SpaTopic_inference {SpaTopic}R Documentation

'SpaTopic': fast topic inference to identify tissue architecture in multiplexed images

Description

This is the main function of 'SpaTopic', implementing a Collapsed Gibbs Sampling algorithm to learn topics, which referred to different tissue microenvironments, across multiple multiplexed tissue images. The function takes cell labels and coordinates on tissue images as input, and returns the inferred topic labels for every cell, as well as topic contents, a distribution over celltypes. The function recovers spatial tissue architectures across images, as well as indicating cell-cell interactions in each domain.

Usage

SpaTopic_inference(
  tissue,
  ntopics,
  sigma = 50,
  region_radius = 400,
  kneigh = 5,
  npoints_selected = 1,
  ini_LDA = TRUE,
  ninit = 10,
  niter_init = 100,
  beta = 0.05,
  alpha = 0.01,
  trace = FALSE,
  seed = 123,
  thin = 20,
  burnin = 1000,
  niter = 200,
  display_progress = TRUE,
  do.parallel = FALSE,
  n.cores = 1,
  axis = "2D"
)

Arguments

tissue

(Required).
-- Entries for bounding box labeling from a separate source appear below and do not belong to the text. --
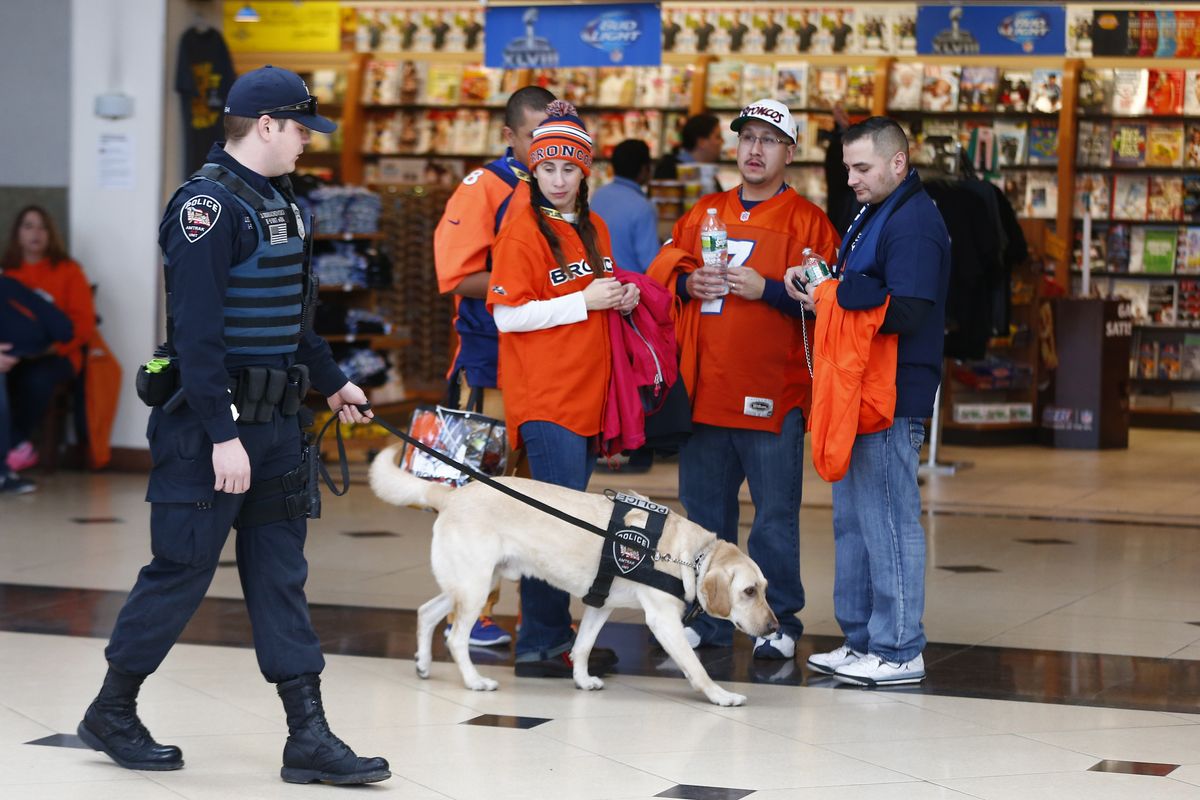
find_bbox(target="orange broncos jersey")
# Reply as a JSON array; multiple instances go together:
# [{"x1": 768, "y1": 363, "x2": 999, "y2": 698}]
[
  {"x1": 487, "y1": 203, "x2": 613, "y2": 446},
  {"x1": 672, "y1": 188, "x2": 839, "y2": 433}
]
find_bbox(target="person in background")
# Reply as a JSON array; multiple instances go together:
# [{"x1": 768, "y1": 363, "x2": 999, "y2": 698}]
[
  {"x1": 487, "y1": 101, "x2": 641, "y2": 678},
  {"x1": 433, "y1": 86, "x2": 554, "y2": 646},
  {"x1": 0, "y1": 275, "x2": 73, "y2": 494},
  {"x1": 784, "y1": 116, "x2": 950, "y2": 686},
  {"x1": 592, "y1": 139, "x2": 660, "y2": 273},
  {"x1": 76, "y1": 66, "x2": 391, "y2": 794},
  {"x1": 0, "y1": 205, "x2": 96, "y2": 473},
  {"x1": 649, "y1": 98, "x2": 838, "y2": 660},
  {"x1": 654, "y1": 114, "x2": 724, "y2": 192}
]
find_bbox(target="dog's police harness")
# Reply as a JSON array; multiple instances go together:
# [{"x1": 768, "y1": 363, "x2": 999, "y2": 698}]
[
  {"x1": 583, "y1": 489, "x2": 700, "y2": 608},
  {"x1": 313, "y1": 403, "x2": 708, "y2": 625}
]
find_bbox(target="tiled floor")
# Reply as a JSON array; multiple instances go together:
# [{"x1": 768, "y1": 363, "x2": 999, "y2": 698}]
[{"x1": 0, "y1": 431, "x2": 1200, "y2": 800}]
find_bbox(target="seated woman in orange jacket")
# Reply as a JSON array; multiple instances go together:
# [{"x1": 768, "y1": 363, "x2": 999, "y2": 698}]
[
  {"x1": 0, "y1": 205, "x2": 96, "y2": 473},
  {"x1": 487, "y1": 101, "x2": 638, "y2": 678}
]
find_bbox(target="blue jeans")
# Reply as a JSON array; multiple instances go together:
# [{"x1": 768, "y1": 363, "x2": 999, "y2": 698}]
[
  {"x1": 679, "y1": 408, "x2": 804, "y2": 645},
  {"x1": 516, "y1": 421, "x2": 595, "y2": 661},
  {"x1": 833, "y1": 417, "x2": 925, "y2": 662}
]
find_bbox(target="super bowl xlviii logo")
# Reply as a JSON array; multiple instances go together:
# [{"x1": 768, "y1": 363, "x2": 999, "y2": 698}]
[
  {"x1": 504, "y1": 8, "x2": 558, "y2": 70},
  {"x1": 580, "y1": 11, "x2": 642, "y2": 64},
  {"x1": 612, "y1": 528, "x2": 650, "y2": 575}
]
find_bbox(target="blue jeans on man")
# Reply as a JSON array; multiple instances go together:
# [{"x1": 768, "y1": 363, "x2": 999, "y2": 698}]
[
  {"x1": 516, "y1": 421, "x2": 595, "y2": 661},
  {"x1": 679, "y1": 408, "x2": 804, "y2": 646},
  {"x1": 833, "y1": 417, "x2": 925, "y2": 663}
]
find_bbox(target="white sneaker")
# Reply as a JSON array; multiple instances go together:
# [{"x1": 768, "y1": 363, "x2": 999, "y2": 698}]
[
  {"x1": 754, "y1": 631, "x2": 796, "y2": 661},
  {"x1": 833, "y1": 652, "x2": 925, "y2": 687},
  {"x1": 806, "y1": 644, "x2": 866, "y2": 675}
]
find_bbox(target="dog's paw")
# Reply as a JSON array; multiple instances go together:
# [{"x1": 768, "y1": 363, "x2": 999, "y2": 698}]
[
  {"x1": 575, "y1": 675, "x2": 604, "y2": 692},
  {"x1": 467, "y1": 676, "x2": 500, "y2": 692},
  {"x1": 704, "y1": 686, "x2": 746, "y2": 705}
]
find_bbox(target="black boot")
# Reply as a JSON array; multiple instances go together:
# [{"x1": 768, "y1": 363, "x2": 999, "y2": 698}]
[
  {"x1": 76, "y1": 667, "x2": 184, "y2": 770},
  {"x1": 276, "y1": 675, "x2": 391, "y2": 783}
]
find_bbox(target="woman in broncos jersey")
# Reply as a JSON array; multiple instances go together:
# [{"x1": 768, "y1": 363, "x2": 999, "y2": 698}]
[{"x1": 487, "y1": 101, "x2": 638, "y2": 676}]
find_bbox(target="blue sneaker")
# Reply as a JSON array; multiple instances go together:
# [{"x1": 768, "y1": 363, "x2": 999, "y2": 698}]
[{"x1": 445, "y1": 616, "x2": 512, "y2": 648}]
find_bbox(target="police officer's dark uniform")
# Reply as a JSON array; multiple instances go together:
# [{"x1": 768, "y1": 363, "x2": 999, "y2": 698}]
[{"x1": 79, "y1": 67, "x2": 390, "y2": 783}]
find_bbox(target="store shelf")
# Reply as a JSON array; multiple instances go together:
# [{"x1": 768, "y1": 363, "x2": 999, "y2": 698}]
[
  {"x1": 320, "y1": 333, "x2": 412, "y2": 350},
  {"x1": 312, "y1": 233, "x2": 386, "y2": 241}
]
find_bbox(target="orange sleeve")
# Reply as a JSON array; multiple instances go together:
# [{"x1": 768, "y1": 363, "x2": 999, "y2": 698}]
[
  {"x1": 58, "y1": 261, "x2": 96, "y2": 372},
  {"x1": 486, "y1": 209, "x2": 545, "y2": 311},
  {"x1": 433, "y1": 169, "x2": 509, "y2": 294}
]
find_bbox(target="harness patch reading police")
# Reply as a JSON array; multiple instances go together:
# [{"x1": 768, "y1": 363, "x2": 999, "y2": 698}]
[{"x1": 179, "y1": 194, "x2": 221, "y2": 245}]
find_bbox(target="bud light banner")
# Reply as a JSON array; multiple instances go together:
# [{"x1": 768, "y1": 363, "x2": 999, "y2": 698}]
[
  {"x1": 484, "y1": 2, "x2": 662, "y2": 70},
  {"x1": 917, "y1": 5, "x2": 1067, "y2": 55}
]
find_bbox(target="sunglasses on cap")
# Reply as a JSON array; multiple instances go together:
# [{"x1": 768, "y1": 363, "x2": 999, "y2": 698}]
[{"x1": 254, "y1": 95, "x2": 317, "y2": 116}]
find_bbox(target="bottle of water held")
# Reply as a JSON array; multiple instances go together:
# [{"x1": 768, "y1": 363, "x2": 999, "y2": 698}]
[
  {"x1": 700, "y1": 209, "x2": 730, "y2": 295},
  {"x1": 800, "y1": 247, "x2": 833, "y2": 291}
]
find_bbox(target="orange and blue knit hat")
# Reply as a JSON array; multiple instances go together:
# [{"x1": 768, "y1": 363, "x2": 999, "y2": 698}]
[{"x1": 529, "y1": 100, "x2": 592, "y2": 175}]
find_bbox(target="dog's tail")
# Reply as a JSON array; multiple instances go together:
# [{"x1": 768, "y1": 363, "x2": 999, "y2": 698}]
[{"x1": 370, "y1": 444, "x2": 454, "y2": 511}]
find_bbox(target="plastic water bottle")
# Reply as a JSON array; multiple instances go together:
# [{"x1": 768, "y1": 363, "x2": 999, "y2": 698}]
[
  {"x1": 800, "y1": 247, "x2": 833, "y2": 291},
  {"x1": 700, "y1": 209, "x2": 730, "y2": 295}
]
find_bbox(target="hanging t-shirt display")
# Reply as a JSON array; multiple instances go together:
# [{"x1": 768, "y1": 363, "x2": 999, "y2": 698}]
[{"x1": 175, "y1": 28, "x2": 236, "y2": 173}]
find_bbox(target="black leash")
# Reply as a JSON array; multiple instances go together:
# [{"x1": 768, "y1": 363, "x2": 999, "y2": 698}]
[{"x1": 313, "y1": 403, "x2": 698, "y2": 570}]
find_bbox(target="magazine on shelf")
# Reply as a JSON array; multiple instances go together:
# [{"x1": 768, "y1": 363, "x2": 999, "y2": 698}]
[
  {"x1": 1146, "y1": 122, "x2": 1183, "y2": 167},
  {"x1": 996, "y1": 70, "x2": 1033, "y2": 113},
  {"x1": 742, "y1": 64, "x2": 775, "y2": 106},
  {"x1": 1025, "y1": 173, "x2": 1058, "y2": 219},
  {"x1": 1075, "y1": 120, "x2": 1112, "y2": 167},
  {"x1": 704, "y1": 61, "x2": 742, "y2": 108},
  {"x1": 1146, "y1": 70, "x2": 1184, "y2": 116},
  {"x1": 1074, "y1": 173, "x2": 1111, "y2": 219},
  {"x1": 1112, "y1": 174, "x2": 1150, "y2": 219},
  {"x1": 1030, "y1": 68, "x2": 1062, "y2": 114},
  {"x1": 1146, "y1": 175, "x2": 1183, "y2": 222},
  {"x1": 888, "y1": 62, "x2": 925, "y2": 112},
  {"x1": 959, "y1": 67, "x2": 1000, "y2": 112},
  {"x1": 1183, "y1": 70, "x2": 1200, "y2": 116},
  {"x1": 1112, "y1": 121, "x2": 1146, "y2": 167},
  {"x1": 1079, "y1": 68, "x2": 1112, "y2": 114},
  {"x1": 992, "y1": 118, "x2": 1032, "y2": 167},
  {"x1": 809, "y1": 66, "x2": 848, "y2": 108},
  {"x1": 1142, "y1": 228, "x2": 1180, "y2": 275},
  {"x1": 920, "y1": 64, "x2": 961, "y2": 112},
  {"x1": 775, "y1": 61, "x2": 809, "y2": 114},
  {"x1": 1112, "y1": 70, "x2": 1150, "y2": 116},
  {"x1": 845, "y1": 65, "x2": 875, "y2": 112},
  {"x1": 1030, "y1": 116, "x2": 1058, "y2": 164}
]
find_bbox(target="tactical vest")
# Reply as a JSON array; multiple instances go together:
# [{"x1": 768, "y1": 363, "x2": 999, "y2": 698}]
[{"x1": 192, "y1": 163, "x2": 314, "y2": 355}]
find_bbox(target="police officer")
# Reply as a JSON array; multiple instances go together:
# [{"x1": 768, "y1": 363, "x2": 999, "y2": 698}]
[{"x1": 78, "y1": 66, "x2": 391, "y2": 783}]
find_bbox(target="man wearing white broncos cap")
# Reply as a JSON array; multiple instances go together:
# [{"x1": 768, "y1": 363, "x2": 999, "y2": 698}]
[{"x1": 649, "y1": 100, "x2": 838, "y2": 658}]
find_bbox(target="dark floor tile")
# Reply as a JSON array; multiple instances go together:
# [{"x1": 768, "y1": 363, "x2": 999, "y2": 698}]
[
  {"x1": 462, "y1": 714, "x2": 551, "y2": 730},
  {"x1": 25, "y1": 733, "x2": 91, "y2": 750},
  {"x1": 654, "y1": 783, "x2": 757, "y2": 800},
  {"x1": 937, "y1": 564, "x2": 1000, "y2": 575},
  {"x1": 1087, "y1": 759, "x2": 1180, "y2": 777},
  {"x1": 1013, "y1": 536, "x2": 1075, "y2": 545},
  {"x1": 7, "y1": 583, "x2": 1200, "y2": 714}
]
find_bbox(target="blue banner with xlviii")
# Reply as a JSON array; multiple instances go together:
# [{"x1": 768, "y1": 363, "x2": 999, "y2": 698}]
[{"x1": 484, "y1": 2, "x2": 662, "y2": 70}]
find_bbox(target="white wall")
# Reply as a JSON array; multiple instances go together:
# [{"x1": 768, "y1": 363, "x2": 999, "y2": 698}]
[
  {"x1": 68, "y1": 0, "x2": 169, "y2": 450},
  {"x1": 0, "y1": 0, "x2": 71, "y2": 185}
]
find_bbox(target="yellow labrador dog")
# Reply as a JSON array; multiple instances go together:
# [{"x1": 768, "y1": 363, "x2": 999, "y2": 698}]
[{"x1": 371, "y1": 445, "x2": 779, "y2": 705}]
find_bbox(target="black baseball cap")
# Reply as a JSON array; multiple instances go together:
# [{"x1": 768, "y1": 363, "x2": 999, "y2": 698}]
[{"x1": 224, "y1": 64, "x2": 337, "y2": 133}]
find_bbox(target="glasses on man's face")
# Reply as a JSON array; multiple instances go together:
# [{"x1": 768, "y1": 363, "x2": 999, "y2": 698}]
[
  {"x1": 738, "y1": 133, "x2": 792, "y2": 150},
  {"x1": 256, "y1": 95, "x2": 317, "y2": 116}
]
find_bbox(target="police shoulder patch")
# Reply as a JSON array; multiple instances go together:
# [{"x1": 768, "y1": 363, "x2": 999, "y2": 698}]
[{"x1": 179, "y1": 194, "x2": 221, "y2": 243}]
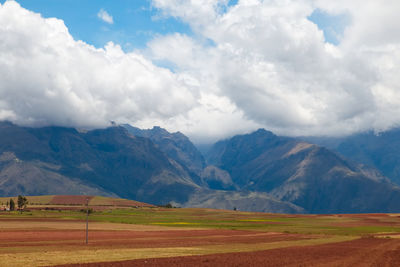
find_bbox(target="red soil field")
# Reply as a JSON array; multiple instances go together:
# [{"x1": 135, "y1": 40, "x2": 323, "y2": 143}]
[
  {"x1": 58, "y1": 238, "x2": 400, "y2": 267},
  {"x1": 0, "y1": 230, "x2": 307, "y2": 248}
]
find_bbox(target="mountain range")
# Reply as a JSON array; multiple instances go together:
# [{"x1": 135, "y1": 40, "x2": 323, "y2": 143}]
[{"x1": 0, "y1": 122, "x2": 400, "y2": 213}]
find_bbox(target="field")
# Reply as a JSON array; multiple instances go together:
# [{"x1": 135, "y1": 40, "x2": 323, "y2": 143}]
[{"x1": 0, "y1": 196, "x2": 400, "y2": 266}]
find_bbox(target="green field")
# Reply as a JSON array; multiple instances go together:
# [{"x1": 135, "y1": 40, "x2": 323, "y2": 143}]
[{"x1": 0, "y1": 196, "x2": 400, "y2": 266}]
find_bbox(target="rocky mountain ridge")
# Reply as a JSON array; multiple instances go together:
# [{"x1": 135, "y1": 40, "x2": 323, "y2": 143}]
[{"x1": 0, "y1": 122, "x2": 400, "y2": 213}]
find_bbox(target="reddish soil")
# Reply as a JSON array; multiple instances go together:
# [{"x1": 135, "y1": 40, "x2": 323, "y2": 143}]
[
  {"x1": 58, "y1": 238, "x2": 400, "y2": 267},
  {"x1": 50, "y1": 195, "x2": 93, "y2": 205},
  {"x1": 111, "y1": 199, "x2": 155, "y2": 208},
  {"x1": 0, "y1": 230, "x2": 307, "y2": 248}
]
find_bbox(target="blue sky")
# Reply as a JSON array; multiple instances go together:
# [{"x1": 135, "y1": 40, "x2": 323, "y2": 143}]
[
  {"x1": 7, "y1": 0, "x2": 400, "y2": 141},
  {"x1": 1, "y1": 0, "x2": 191, "y2": 51},
  {"x1": 1, "y1": 0, "x2": 349, "y2": 51}
]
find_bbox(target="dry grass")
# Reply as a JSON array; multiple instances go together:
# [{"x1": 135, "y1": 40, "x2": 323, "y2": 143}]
[{"x1": 1, "y1": 236, "x2": 355, "y2": 266}]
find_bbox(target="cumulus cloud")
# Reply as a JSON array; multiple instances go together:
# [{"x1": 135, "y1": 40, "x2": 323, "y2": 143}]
[
  {"x1": 97, "y1": 9, "x2": 114, "y2": 24},
  {"x1": 0, "y1": 0, "x2": 400, "y2": 142},
  {"x1": 0, "y1": 1, "x2": 198, "y2": 130},
  {"x1": 149, "y1": 0, "x2": 400, "y2": 138}
]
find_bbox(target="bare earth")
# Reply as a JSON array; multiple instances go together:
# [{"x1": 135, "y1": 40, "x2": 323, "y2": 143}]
[{"x1": 59, "y1": 238, "x2": 400, "y2": 267}]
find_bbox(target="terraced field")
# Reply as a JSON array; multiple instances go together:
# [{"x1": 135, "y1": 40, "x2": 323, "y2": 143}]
[{"x1": 0, "y1": 196, "x2": 400, "y2": 266}]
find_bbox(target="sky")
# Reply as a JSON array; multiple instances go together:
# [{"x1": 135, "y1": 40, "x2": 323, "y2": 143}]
[{"x1": 0, "y1": 0, "x2": 400, "y2": 143}]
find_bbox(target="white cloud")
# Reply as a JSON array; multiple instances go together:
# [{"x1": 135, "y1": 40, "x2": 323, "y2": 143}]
[
  {"x1": 0, "y1": 0, "x2": 400, "y2": 141},
  {"x1": 150, "y1": 0, "x2": 400, "y2": 138},
  {"x1": 0, "y1": 1, "x2": 198, "y2": 130},
  {"x1": 97, "y1": 9, "x2": 114, "y2": 24}
]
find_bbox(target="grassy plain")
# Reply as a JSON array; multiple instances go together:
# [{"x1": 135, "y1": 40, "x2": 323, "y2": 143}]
[{"x1": 0, "y1": 197, "x2": 400, "y2": 266}]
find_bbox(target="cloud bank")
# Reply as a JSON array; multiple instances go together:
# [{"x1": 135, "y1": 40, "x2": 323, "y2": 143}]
[
  {"x1": 0, "y1": 0, "x2": 400, "y2": 142},
  {"x1": 97, "y1": 9, "x2": 114, "y2": 24}
]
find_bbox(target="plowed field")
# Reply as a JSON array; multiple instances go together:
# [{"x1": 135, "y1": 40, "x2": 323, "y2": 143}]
[{"x1": 0, "y1": 204, "x2": 400, "y2": 266}]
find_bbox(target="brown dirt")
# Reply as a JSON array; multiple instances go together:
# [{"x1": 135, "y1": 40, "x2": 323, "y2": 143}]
[
  {"x1": 50, "y1": 195, "x2": 93, "y2": 205},
  {"x1": 0, "y1": 229, "x2": 308, "y2": 251},
  {"x1": 58, "y1": 238, "x2": 400, "y2": 267}
]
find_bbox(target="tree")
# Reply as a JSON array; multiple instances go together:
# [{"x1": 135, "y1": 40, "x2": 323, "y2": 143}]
[
  {"x1": 10, "y1": 198, "x2": 15, "y2": 211},
  {"x1": 18, "y1": 195, "x2": 28, "y2": 212}
]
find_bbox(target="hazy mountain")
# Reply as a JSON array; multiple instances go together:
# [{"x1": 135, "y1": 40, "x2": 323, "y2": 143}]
[
  {"x1": 0, "y1": 122, "x2": 400, "y2": 213},
  {"x1": 0, "y1": 122, "x2": 199, "y2": 204},
  {"x1": 184, "y1": 190, "x2": 305, "y2": 213},
  {"x1": 123, "y1": 124, "x2": 205, "y2": 180},
  {"x1": 303, "y1": 129, "x2": 400, "y2": 185},
  {"x1": 207, "y1": 130, "x2": 400, "y2": 213}
]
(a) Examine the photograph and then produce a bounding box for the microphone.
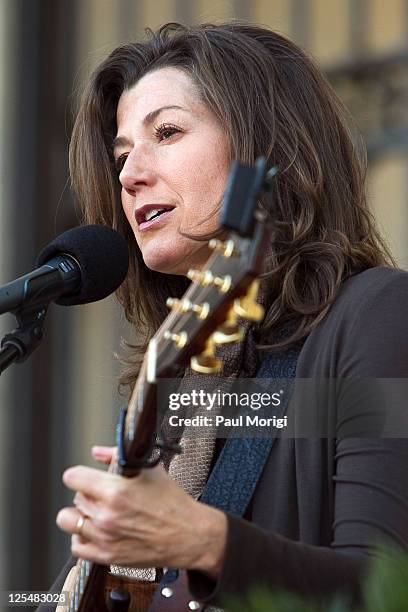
[0,225,129,314]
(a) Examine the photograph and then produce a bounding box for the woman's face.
[114,68,230,274]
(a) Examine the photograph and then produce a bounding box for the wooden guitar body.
[57,158,276,612]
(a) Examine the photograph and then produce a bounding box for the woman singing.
[41,23,408,610]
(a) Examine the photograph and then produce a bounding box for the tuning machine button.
[164,329,188,348]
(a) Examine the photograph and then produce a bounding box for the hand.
[57,447,227,578]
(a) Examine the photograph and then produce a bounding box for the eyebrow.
[112,104,189,149]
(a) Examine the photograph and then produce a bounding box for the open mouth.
[136,205,174,228]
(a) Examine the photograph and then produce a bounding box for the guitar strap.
[150,342,303,612]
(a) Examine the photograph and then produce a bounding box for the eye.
[154,123,181,142]
[115,153,128,174]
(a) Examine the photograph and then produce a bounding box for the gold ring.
[75,514,89,535]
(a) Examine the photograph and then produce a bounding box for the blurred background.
[0,0,408,604]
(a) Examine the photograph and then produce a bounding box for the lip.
[135,204,175,231]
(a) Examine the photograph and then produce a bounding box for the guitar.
[57,158,276,612]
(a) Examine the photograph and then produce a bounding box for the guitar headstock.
[125,158,274,468]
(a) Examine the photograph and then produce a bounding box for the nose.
[119,145,156,196]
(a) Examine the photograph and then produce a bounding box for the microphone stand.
[0,308,47,374]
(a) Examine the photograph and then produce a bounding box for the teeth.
[145,208,166,221]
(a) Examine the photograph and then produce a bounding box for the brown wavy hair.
[70,23,395,383]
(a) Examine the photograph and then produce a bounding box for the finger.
[56,508,93,540]
[91,446,116,465]
[74,493,100,516]
[62,465,120,500]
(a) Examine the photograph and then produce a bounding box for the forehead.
[117,68,204,125]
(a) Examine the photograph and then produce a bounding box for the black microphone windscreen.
[37,225,129,306]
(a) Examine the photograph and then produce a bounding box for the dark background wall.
[0,0,408,604]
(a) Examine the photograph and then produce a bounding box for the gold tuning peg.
[234,280,265,321]
[190,336,222,374]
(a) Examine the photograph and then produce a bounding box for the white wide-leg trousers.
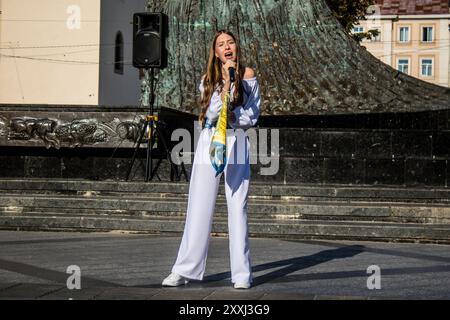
[172,128,252,283]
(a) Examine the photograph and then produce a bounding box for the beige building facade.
[354,5,450,87]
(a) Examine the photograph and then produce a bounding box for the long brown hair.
[199,30,245,122]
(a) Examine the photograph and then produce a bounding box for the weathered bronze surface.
[0,108,143,149]
[150,0,450,115]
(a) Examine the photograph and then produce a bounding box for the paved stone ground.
[0,231,450,300]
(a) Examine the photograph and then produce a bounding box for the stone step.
[0,216,450,244]
[0,179,450,203]
[0,195,450,223]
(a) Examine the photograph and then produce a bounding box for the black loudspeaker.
[133,12,168,69]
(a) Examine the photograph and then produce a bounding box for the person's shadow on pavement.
[202,245,365,287]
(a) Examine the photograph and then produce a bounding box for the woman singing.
[162,30,260,289]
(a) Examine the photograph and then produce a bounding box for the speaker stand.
[126,68,189,182]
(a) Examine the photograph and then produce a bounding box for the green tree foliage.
[326,0,379,42]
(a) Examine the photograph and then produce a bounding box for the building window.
[422,27,433,42]
[114,31,123,74]
[397,59,409,74]
[399,27,409,42]
[420,58,433,77]
[353,26,364,33]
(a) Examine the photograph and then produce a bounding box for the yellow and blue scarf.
[209,93,229,177]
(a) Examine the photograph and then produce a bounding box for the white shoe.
[234,282,251,289]
[162,272,189,287]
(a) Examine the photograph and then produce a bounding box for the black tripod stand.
[127,68,188,182]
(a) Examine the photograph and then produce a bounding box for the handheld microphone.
[228,68,236,82]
A data frame or a list of data frames. One for each image. Each row represent a cell with its image ID, X, Y coordinates on the image, celltype, with column names (image, X, Y, type), respectively. You may add another column Y2 for 3D tissue image.

ntopics

(Required). Number of topics. Topics will be obtained as distributions of cell types.

sigma

Default is 50. The lengthscale of the Nearest-neighbor Exponential Kernel. Sigma controls the strength of decay of correlation with distance in the kernel function. Please check the paper for more information. Need to be adjusted based on the image resolution

region_radius

Default is 400. The radius for each grid square when sampling region centers for each image. Need to be adjusted based on the image resolution and pattern complexity.

kneigh

Default is 5. Only consider the top 5 closest region centers for each cell.

npoints_selected

Default is 1. Number of points sampled for each grid square when sampling region centers for each image. Used with region_radius.

ini_LDA

Default is TRUE. Use warm start strategy for initialization and choose the best one to continue. If 0, it simply uses the first initialization.

ninit

Default is 10. Number of initialization. Only retain the initialization with the highest log likelihood (perplexity).

niter_init

Default is 100. Warm start with 100 iterations in the Gibbs sampling during initialization.

beta

Default is 0.05. A hyperparameter to control the sparsity of topic content (topic-celltype) matrix Beta. A smaller value introduces more sparse in Beta.

alpha

Default is 0.01. A hyperparameter to control the sparsity of document (region) content (region-topic) matrix Theta. For our application, we keep it very small for the sparsity in Theta.

trace

Default is FALSE. Compute and save log likelihood, Ndk, Nwk for every posterior samples. Useful when you want to use DIC to select number of topics, but it is time consuming to compute the likelihood for every posterior samples.

seed

Default is 123. Random seed.

thin

Default is 20. Key parameter in Gibbs sampling. Collect a posterior sample for every thin=20 iterations.

burnin

Default is 1000. Key parameter in Gibbs sampling. Start to collect posterior samples after 1000 iterations. You may increase the number of iterations for burn-in for highly complex tissue images.

niter

Default is 200. Key parameter in Gibbs sampling. Number of posterior samples collected for model inference.

display_progress

Default is TRUE. Display the progress bar.

do.parallel

Default is FALSE. Use parallel computing through R package foreach.

n.cores

Default is 1. Number of cores used in parallel computing.

axis

Default is "2D". You may switch to "3D" for 3D tissue images. However, the model inference for 3D tissue is still under test.

Value

Return a gibbs.res-class object. A list of outputs from Gibbs sampling.

See Also

gibbs.res-class

Examples


## tissue is a data frame containing cellular information from one image or
## multiple data frames from multiple images.

data("lung5")
## NOT RUN, it takes about 90s
library(sf)
#gibbs.res<-SpaTopic_inference(lung5, ntopics = 7,
#                               sigma = 50, region_radius = 400)
                             
                              
## generate a fake image 2 and make an example for multiple images
## NOT RUN
#lung6<-lung5
#lung6$image<-"image2"  ## The image ID of two images should be different
#gibbs.res<-SpaTopic_inference(list(A = lung5, B = lung6), 
#                 ntopics = 7, sigma = 50, region_radius = 400) 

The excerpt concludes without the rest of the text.